Lt General Panda, a long-time Digg user, released a series of spreadsheets, documenting the means by which Digg management, perhaps led by the new CEO, perhaps instigated by former CEO Kevin Rose, chose to alter its news-story selection algorithm. The algorithm is intended to reflect the Voice of the Digg User.
Article submissions are classified by topic: current events, computing, security, gaming, technology, education, business, policy, world news, health, entertainment and humor.
Algorithm-related background details
Digg’s proprietary algorithm was developed by the now vanished Digg Labs. The algorithm monitors Digg user input regarding perceived merit of submitted articles, which is then used to determine and adjust each article’s relative visibility on the “front page”. That is oversimplified. Digg provides more detail in the FAQ.
Lt. Gen Panda’s story was quickly picked up by TechCrunch, suggesting that Digg tampered with its own proprietary algorithm in order to give greater prominence to items of interest to advertisers, rather than users.
Advertisers already had a strong presence on the site, with banner ads and sponsored stories. By removing the Digg user community’s freedom to select content based on merit, Digg management effectively removed all motivation to use Digg. After all, one can view as much display advertising and media news feeds as one wants simply by subscribing for free to feeds delivering stories via browser or newsreader.

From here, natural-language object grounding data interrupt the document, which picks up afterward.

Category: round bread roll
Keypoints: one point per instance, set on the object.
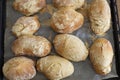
(75, 4)
(19, 68)
(100, 16)
(26, 26)
(55, 67)
(101, 55)
(70, 47)
(32, 46)
(29, 7)
(66, 20)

The second topic of this post was suggested by the fact that Lt General Panda uses Zoho productivity applications, displaying the results of his forensic audit of Digg’s behavior in a Zoho spreadsheet. The spreadsheet was included in TechCrunch story coverage and posted on Lt. Gen Panda’s own Tumbler blog. It was actually running as a user submitted article on the public pages of Digg, although admins have most likely removed it by now.
Segue to Zoho
This was my motivation for investigating Zoho. I’ve used MS Excel, Lotus 1-2-3 or Google Docs for all my spreadsheet and office-type productivity needs and had very little awareness of Zoho prior to Lt General Panda’s Digg expose.
My first question was this: Are Zoho spreadsheets compatible with Google Docs? Yes, they are, according to this Zoho blog page with an embedded spreadsheet listing all file formats supported by Zoho.
Next question: Why use Zoho? Well, Zoho does have quite a stable of products. This is evident from the copious assortment of Zoho Product blogs, almost as many as Google itself. Well, Microsoft has many product offerings too. So does Adobe, and probably lots of other office productivity suites. Yet Zoho is impressive nonetheless.
If evaluating a transition, first check this list of browsers and apps supported in Zoho.